Paragraph 24 establishes a forward-looking mechanism for standardizing SBOMs, helping manufacturers produce consistent, traceable, and actionable software component inventories. By aligning with Commission implementing acts and international standards, manufacturers enhance transparency, security, and compliance across the EU market.

In order to assess the dependence of Member States and of the Union as a whole on software components and in particular on components qualifying as free and open-source software, ADCO may decide to conduct a Union wide dependency assessment for specific categories of products with digital elements. For that purpose, market surveillance authorities may request manufacturers of such categories of products with digital elements to provide the relevant software bills of materials as referred to in Part II, point (1), of Annex I. On the basis of such information, the market surveillance authorities may provide ADCO with anonymised and aggregated information about software dependencies. ADCO shall submit a report on the results of the dependency assessment to the Cooperation Group established pursuant to Article 14 of Directive (EU) 2022/2555.

What This Obligation Means

This paragraph focuses on assessing the EU’s and Member States’ dependency on software components, particularly free and open-source software (FOSS). In practical terms:

• The Administrative Cooperation (ADCO) group may conduct a Union-wide dependency assessment for specific categories of products with digital elements.

• Market surveillance authorities can request manufacturers to provide relevant Software Bills of Materials (SBOMs) for these products.

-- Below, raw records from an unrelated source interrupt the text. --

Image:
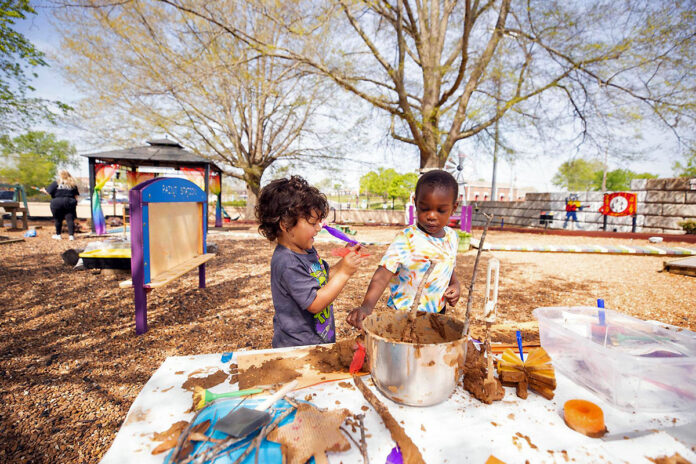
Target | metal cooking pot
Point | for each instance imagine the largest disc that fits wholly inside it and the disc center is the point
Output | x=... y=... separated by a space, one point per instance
x=415 y=374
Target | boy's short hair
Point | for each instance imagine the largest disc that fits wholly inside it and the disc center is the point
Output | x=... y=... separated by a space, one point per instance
x=286 y=201
x=438 y=178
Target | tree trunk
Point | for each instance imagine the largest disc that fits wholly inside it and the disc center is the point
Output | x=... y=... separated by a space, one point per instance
x=429 y=160
x=253 y=184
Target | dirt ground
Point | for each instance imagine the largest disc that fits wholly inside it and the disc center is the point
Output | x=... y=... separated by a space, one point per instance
x=71 y=363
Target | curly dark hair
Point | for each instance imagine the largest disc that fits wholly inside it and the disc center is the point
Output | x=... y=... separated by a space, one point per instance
x=286 y=201
x=438 y=179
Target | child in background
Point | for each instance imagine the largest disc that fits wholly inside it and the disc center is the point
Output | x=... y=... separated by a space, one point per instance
x=290 y=211
x=404 y=264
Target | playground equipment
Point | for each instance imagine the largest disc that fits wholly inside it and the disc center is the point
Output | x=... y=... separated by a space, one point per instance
x=13 y=204
x=463 y=216
x=168 y=233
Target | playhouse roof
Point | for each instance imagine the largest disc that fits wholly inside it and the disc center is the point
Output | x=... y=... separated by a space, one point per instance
x=158 y=152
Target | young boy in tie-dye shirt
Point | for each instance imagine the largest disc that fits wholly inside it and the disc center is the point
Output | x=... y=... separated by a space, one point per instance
x=427 y=243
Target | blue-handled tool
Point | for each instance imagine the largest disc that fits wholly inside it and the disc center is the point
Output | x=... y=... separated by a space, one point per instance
x=519 y=344
x=340 y=235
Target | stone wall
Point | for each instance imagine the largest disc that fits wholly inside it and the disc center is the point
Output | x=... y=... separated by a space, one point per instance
x=661 y=205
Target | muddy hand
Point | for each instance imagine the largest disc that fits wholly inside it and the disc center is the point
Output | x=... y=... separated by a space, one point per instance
x=356 y=317
x=452 y=294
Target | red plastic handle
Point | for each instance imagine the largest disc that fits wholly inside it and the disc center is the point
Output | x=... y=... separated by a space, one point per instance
x=358 y=359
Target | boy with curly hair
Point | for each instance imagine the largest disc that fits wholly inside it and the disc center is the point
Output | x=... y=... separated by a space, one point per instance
x=290 y=211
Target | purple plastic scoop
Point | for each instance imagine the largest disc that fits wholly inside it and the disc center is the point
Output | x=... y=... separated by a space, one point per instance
x=340 y=235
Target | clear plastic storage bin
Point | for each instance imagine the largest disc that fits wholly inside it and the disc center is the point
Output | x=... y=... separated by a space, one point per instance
x=633 y=364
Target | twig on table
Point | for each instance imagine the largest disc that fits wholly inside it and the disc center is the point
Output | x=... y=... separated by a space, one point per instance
x=362 y=446
x=409 y=450
x=363 y=443
x=470 y=298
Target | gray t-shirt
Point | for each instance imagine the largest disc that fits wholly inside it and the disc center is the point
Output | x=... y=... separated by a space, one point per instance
x=295 y=279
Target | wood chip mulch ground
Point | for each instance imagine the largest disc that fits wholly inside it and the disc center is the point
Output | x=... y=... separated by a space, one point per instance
x=71 y=364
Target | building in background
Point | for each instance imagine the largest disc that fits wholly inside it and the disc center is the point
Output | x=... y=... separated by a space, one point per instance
x=481 y=191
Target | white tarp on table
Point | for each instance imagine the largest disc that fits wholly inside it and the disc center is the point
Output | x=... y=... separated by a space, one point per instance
x=460 y=430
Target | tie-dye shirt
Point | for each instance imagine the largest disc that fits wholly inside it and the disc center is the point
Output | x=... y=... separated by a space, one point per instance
x=408 y=256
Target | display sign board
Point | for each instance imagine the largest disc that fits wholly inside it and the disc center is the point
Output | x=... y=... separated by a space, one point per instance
x=619 y=204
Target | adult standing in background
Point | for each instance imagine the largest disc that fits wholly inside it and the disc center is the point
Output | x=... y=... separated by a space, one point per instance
x=64 y=195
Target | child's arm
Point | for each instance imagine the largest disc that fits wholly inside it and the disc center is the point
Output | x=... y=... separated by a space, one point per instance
x=338 y=278
x=379 y=282
x=453 y=291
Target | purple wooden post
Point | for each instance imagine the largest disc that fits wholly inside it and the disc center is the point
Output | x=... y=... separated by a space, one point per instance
x=137 y=261
x=218 y=211
x=201 y=276
x=465 y=223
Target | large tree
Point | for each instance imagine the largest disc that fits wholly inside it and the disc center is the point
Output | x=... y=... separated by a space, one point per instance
x=18 y=60
x=688 y=169
x=428 y=63
x=145 y=67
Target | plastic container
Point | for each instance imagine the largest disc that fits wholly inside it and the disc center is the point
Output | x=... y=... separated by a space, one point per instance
x=633 y=364
x=109 y=254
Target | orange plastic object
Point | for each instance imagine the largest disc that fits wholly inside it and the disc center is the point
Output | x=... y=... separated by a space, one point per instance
x=343 y=251
x=493 y=460
x=358 y=359
x=584 y=417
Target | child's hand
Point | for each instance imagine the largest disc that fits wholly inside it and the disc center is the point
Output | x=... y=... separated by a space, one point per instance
x=349 y=264
x=452 y=293
x=356 y=316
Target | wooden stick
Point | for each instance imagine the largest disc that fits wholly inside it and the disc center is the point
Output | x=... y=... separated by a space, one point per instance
x=409 y=450
x=470 y=298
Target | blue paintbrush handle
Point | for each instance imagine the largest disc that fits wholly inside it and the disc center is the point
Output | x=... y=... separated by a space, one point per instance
x=519 y=344
x=339 y=235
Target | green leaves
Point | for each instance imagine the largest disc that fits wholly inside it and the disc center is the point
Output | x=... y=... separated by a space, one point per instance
x=17 y=56
x=32 y=159
x=388 y=183
x=580 y=174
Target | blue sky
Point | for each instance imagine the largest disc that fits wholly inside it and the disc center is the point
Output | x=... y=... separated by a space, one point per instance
x=536 y=172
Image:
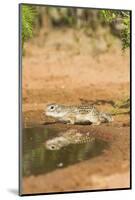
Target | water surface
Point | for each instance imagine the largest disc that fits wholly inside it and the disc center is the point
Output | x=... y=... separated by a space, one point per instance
x=39 y=160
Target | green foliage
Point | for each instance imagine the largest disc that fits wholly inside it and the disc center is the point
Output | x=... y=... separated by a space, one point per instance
x=28 y=16
x=124 y=16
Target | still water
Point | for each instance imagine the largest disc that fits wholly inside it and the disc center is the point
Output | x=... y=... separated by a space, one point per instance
x=37 y=159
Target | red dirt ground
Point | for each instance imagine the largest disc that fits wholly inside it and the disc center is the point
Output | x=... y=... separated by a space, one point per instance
x=58 y=69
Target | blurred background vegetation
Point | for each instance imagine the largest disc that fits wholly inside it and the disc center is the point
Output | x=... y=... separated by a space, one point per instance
x=90 y=21
x=36 y=17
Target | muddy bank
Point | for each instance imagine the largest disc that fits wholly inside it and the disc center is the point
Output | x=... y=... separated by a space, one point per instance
x=61 y=71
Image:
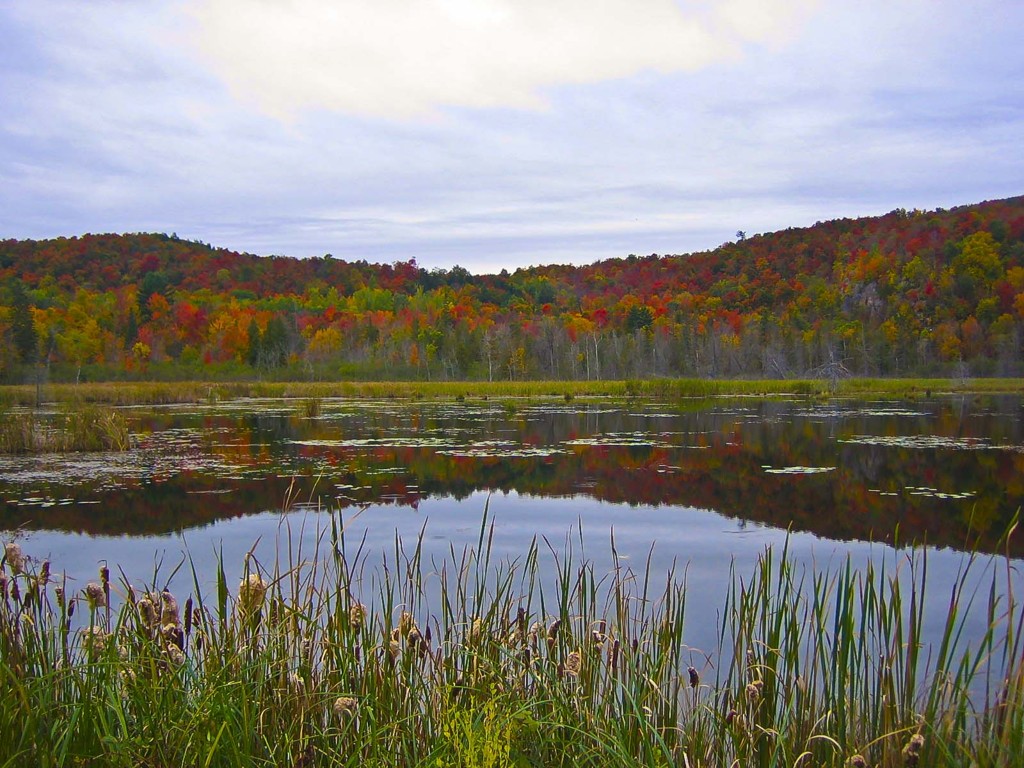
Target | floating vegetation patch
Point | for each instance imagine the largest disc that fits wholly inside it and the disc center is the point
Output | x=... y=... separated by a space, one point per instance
x=832 y=412
x=395 y=441
x=797 y=470
x=936 y=494
x=926 y=441
x=511 y=451
x=625 y=439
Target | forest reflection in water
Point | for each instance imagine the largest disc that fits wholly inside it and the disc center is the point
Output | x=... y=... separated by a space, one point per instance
x=946 y=471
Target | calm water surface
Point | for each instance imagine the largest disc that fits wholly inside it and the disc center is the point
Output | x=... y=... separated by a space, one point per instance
x=696 y=485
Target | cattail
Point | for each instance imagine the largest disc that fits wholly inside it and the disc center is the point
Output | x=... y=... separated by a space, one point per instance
x=406 y=623
x=475 y=631
x=598 y=635
x=93 y=639
x=176 y=655
x=252 y=591
x=415 y=638
x=573 y=664
x=911 y=753
x=535 y=631
x=754 y=690
x=173 y=635
x=104 y=582
x=12 y=553
x=344 y=707
x=169 y=609
x=694 y=677
x=146 y=612
x=553 y=634
x=356 y=615
x=95 y=595
x=188 y=615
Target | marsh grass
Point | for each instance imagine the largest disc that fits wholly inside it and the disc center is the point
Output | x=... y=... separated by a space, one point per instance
x=322 y=658
x=76 y=427
x=124 y=393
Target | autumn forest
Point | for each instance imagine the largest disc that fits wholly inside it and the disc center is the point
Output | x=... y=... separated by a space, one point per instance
x=908 y=293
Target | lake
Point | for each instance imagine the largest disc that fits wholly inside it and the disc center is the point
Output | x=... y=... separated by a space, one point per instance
x=699 y=485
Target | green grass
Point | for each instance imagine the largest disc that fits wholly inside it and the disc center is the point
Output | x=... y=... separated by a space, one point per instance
x=477 y=662
x=120 y=393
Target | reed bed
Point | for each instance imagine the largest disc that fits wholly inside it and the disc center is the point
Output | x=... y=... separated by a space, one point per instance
x=323 y=658
x=80 y=428
x=135 y=393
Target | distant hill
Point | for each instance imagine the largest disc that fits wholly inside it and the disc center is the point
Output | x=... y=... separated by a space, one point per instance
x=911 y=292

• Based on collected SBOM data, authorities may provide ADCO with anonymized and aggregated information about software dependencies.

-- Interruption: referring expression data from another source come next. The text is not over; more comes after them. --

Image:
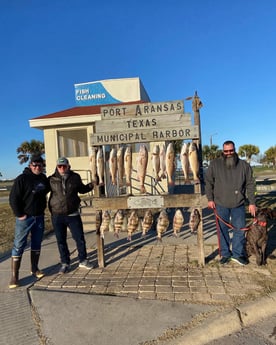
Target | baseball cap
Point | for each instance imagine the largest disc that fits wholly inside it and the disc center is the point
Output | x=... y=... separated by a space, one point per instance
x=62 y=161
x=36 y=158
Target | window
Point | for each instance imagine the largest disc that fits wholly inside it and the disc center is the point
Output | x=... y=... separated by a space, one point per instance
x=72 y=143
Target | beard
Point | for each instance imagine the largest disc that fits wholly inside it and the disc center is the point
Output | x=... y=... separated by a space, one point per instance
x=231 y=161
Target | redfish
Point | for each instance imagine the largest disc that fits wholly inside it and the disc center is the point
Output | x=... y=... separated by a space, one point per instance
x=128 y=165
x=113 y=165
x=194 y=162
x=147 y=222
x=132 y=224
x=162 y=224
x=170 y=163
x=100 y=166
x=142 y=163
x=194 y=220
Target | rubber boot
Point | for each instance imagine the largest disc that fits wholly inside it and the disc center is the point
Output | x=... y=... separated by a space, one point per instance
x=15 y=265
x=35 y=271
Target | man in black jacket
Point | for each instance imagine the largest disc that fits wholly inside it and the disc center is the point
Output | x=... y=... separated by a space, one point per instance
x=28 y=202
x=64 y=203
x=229 y=182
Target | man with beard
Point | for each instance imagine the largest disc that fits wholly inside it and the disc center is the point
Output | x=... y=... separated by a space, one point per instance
x=229 y=182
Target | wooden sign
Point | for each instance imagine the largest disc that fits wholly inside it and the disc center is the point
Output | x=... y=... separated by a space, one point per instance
x=144 y=135
x=142 y=109
x=164 y=121
x=148 y=201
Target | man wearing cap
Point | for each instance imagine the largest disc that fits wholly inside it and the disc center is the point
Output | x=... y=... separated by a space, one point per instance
x=64 y=203
x=28 y=202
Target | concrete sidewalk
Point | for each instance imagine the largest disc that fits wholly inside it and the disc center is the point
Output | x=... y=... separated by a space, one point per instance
x=148 y=293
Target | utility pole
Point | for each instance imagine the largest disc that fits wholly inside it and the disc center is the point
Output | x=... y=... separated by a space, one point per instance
x=211 y=138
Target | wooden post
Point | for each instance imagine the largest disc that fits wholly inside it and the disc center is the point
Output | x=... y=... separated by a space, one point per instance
x=196 y=105
x=100 y=240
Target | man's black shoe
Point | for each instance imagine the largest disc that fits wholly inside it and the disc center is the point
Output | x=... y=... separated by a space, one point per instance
x=224 y=260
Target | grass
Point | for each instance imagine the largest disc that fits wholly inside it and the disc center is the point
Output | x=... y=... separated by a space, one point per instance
x=7 y=219
x=7 y=223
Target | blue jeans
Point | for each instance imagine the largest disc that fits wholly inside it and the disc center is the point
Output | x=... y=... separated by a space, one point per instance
x=33 y=225
x=74 y=223
x=236 y=217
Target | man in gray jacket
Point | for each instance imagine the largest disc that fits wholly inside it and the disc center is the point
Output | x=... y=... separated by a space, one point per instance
x=229 y=182
x=64 y=203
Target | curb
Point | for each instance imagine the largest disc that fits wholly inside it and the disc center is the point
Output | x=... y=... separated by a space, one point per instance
x=230 y=321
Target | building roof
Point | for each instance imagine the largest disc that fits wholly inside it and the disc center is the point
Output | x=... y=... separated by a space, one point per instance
x=79 y=111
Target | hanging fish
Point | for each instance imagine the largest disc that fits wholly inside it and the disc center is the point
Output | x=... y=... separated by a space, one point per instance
x=128 y=165
x=105 y=223
x=178 y=221
x=162 y=224
x=184 y=158
x=142 y=162
x=193 y=160
x=113 y=165
x=100 y=166
x=170 y=163
x=194 y=220
x=120 y=165
x=132 y=224
x=155 y=157
x=162 y=155
x=93 y=164
x=118 y=222
x=147 y=222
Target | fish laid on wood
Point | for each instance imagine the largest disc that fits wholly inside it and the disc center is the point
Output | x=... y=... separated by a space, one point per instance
x=194 y=162
x=184 y=158
x=118 y=222
x=155 y=158
x=105 y=222
x=178 y=221
x=100 y=166
x=93 y=164
x=147 y=222
x=194 y=220
x=120 y=165
x=162 y=224
x=128 y=165
x=113 y=165
x=162 y=156
x=142 y=163
x=170 y=163
x=132 y=224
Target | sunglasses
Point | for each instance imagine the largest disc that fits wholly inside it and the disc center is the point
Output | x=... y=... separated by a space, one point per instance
x=228 y=151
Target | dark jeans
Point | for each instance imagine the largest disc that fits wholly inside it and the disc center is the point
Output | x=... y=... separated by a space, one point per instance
x=235 y=216
x=74 y=223
x=33 y=225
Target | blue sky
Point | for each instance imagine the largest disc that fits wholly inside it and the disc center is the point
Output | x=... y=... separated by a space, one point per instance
x=224 y=49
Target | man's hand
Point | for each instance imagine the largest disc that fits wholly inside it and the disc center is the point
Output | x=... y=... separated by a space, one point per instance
x=252 y=210
x=211 y=204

• ADCO is required to submit a report on the dependency assessment results to the Cooperation Group established under Article 14 of Directive (EU) 2022/2555.

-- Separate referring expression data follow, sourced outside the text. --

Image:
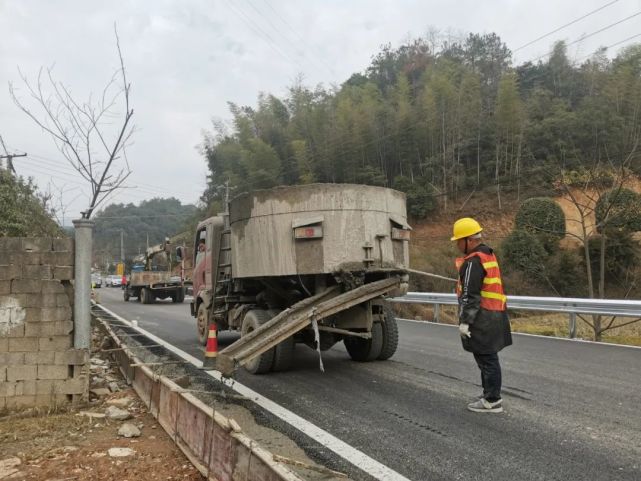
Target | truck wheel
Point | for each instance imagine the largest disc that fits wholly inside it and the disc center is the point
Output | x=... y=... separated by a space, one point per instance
x=283 y=351
x=252 y=321
x=146 y=296
x=365 y=350
x=202 y=324
x=390 y=334
x=178 y=297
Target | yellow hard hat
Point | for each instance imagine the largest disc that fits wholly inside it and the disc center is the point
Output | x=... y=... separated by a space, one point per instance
x=465 y=227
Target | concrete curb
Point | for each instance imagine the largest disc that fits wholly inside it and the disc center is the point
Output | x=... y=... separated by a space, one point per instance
x=212 y=442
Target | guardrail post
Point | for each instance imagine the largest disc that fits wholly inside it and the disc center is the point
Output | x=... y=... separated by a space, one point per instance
x=572 y=326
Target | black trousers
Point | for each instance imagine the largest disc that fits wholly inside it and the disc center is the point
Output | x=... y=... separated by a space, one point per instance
x=490 y=375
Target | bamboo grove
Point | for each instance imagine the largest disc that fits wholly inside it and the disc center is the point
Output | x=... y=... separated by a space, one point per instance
x=437 y=119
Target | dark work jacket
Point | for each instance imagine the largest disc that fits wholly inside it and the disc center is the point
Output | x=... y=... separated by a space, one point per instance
x=490 y=329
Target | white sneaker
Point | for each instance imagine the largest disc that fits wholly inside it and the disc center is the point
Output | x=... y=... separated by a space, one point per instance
x=485 y=406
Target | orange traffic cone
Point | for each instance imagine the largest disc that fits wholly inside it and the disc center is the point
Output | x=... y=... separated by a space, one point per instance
x=211 y=350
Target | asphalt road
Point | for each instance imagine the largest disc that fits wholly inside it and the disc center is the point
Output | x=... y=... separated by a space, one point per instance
x=572 y=408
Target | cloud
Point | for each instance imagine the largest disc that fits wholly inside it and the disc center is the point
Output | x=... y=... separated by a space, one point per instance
x=187 y=59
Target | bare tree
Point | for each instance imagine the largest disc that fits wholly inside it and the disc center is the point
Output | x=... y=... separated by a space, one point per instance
x=85 y=133
x=585 y=190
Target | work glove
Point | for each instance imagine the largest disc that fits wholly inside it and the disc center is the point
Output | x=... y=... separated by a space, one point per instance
x=464 y=330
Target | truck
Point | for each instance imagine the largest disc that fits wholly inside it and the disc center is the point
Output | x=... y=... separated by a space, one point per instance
x=151 y=280
x=309 y=264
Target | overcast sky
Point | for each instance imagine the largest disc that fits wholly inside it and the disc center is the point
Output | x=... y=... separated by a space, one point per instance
x=187 y=58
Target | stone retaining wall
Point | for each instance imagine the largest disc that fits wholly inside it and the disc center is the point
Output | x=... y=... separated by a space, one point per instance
x=38 y=365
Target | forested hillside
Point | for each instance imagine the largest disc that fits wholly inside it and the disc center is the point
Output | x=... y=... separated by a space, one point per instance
x=24 y=212
x=438 y=120
x=151 y=220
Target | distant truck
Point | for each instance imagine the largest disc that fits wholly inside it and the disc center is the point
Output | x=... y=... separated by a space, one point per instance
x=304 y=264
x=147 y=282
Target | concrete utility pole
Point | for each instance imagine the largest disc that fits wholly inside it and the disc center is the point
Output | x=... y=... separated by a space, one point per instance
x=9 y=157
x=82 y=284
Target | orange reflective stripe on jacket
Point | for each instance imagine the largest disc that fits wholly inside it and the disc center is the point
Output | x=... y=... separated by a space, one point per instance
x=493 y=297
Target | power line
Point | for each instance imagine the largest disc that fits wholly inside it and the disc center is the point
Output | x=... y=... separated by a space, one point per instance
x=564 y=26
x=159 y=189
x=9 y=157
x=260 y=32
x=287 y=24
x=610 y=46
x=279 y=32
x=583 y=37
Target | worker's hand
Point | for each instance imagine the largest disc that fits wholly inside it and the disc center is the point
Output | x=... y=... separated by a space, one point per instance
x=464 y=330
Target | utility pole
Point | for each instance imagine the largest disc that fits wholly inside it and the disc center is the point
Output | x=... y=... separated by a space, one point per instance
x=9 y=157
x=122 y=246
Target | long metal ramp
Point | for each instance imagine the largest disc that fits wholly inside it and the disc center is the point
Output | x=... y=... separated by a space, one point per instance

• The objective is to understand software supply chain risks and dependencies at the EU level, supporting strategic planning and cybersecurity resilience.

How to Comply in Practice

Organizational Actions

• Maintain up-to-date SBOMs for all products, including free and open-source software components.

• Assign responsibility for responding to market authority requests for SBOMs.

• Ensure internal processes can anonymize or aggregate data if requested by authorities for reporting purposes.

Policy / Process Updates

• Update SBOM and Compliance Policies to include procedures for:

  • Sharing SBOMs with authorities upon request.

  • Ensuring data privacy when providing information for aggregated reports.

  • Tracking requests and submissions to ADCO or market authorities.

Technical Implementations

• Implement SBOM management tools capable of generating the required reports quickly.

• Ensure SBOMs can be filtered, anonymized, or aggregated in accordance with authority requests.

• Integrate SBOM data with vulnerability management, patching records, and risk assessments to provide complete visibility if requested.

Documentation Requirements

Maintain evidence of:

• SBOM submission to market surveillance authorities.

• Anonymized and aggregated data shared with ADCO.

• Internal tracking of Union-wide dependency requests and responses.

• Technical documentation (Annex VII) should include procedures for handling such requests.

Common Pitfalls and Readiness Gaps

• Incomplete or outdated SBOMs, leading to delays or non-compliance.

• Failure to anonymize or aggregate data as required by authorities.

• Lack of documented procedures for handling dependency assessment requests.

• Inadequate internal tracking of submissions and communications with authorities.

Tools and Frameworks to Help

• SBOM tools: CycloneDX, SPDX, Snyk, Anchore.

• Document and compliance management systems: Polarion, Confluence, SharePoint.

• Data aggregation tools: Excel, Power BI, or custom scripts for anonymization.

• Reference frameworks: ENISA CRA guidance on SBOMs and dependency assessments, Annex I Part II, point (1) – SBOM requirement.

Paragraph 25 emphasizes the strategic importance of understanding software dependencies, especially open-source components, across the EU. By maintaining accurate SBOMs and cooperating with market surveillance authorities and ADCO, manufacturers support cyber resilience, supply chain transparency, and informed policy-making at the Union level.